No sé cómo será el instante de ese: «Hasta aquí hemos llegado». Sé que, como no entregaré mi carga a nadie, la sensación de final absoluto será más intensa. Como no sé cuándo ni cómo será, no me preocupo por ello. Lo importante, anunciar que la carga queda atrás, ya se ha dicho.

Sigo caminando en las respiraciones de mi día a día y en las contemplaciones de todos los otros lados a través de todas las ventanas que frente a mí tengo; ventanas que, lo reconozco, en ocasiones no dejan de ser espejos en los que mirarme y permitir que me miren.

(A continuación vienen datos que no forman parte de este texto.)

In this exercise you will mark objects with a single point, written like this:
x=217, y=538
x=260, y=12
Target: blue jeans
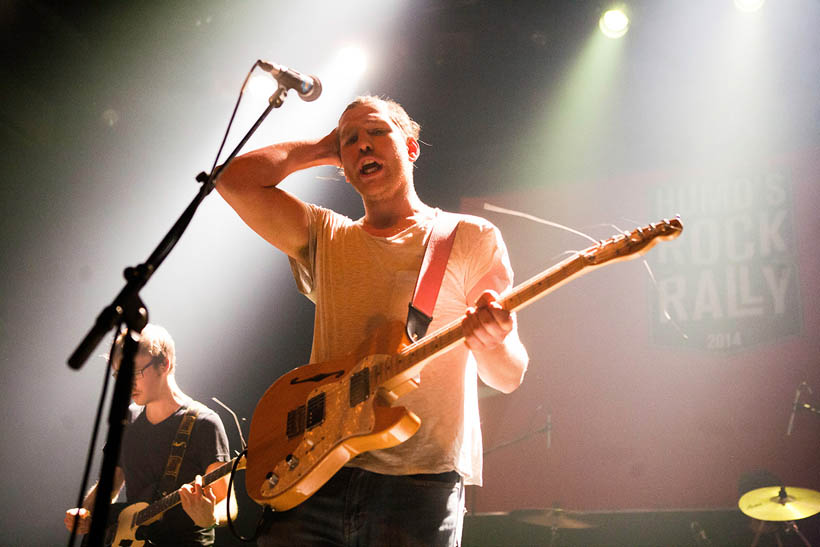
x=364, y=509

III. «Y en el fondo de todo, reconozcamos que nuestra pútrida simiente no debería haberse fecundado durante tantos cientos de años, miles y miles, y que deberíamos haber desaparecido mucho antes o, mejor, no haber existido porque nos arrastramos día tras día y nos aferramos a una esperanza no declarada que no existe y, lo peor, que nunca ha existido. De ahí que el acto más generoso sea la desaparición, la expresión fiel y escrita de que la humanidad no sirve en realidad para nada, que las distracciones son momentáneas y que las virtudes retóricas de los dioses, las explicaciones fantasiosas sobre el universo, las estúpidas convicciones sobre la vida eterna, son la mejor manera de pasar los días de una existencia que no es mucho mejor que la del más inmundo de los insectos. ¿En qué se basa nuestra diferencia? ¿En atender cómo se venden las posibilidades? […]», pienso mientras veo a través de la minúscula ventana de la ambulancia cómo se queda atrás todo, como yo, y cómo me he sentido por un instante como el astronauta que en su nave mira en una ventanita la estrella remota que solo existe en complicadas operaciones matemáticas sobre la intensidad luminosa, pero que jamás será alcanzada ni podrá demostrarse empíricamente hasta qué punto lo que el papel recogía se corresponde con la verdad. El mundo a través de mi ventana ahora solo es teórico. Existe porque dicen que así son las carreteras, y los vehículos que nos flanquean, y el mar, y la potabilizadora, pero ya no alcanzo a darles más veracidad que la que me merece cualquier objeto del universo observable.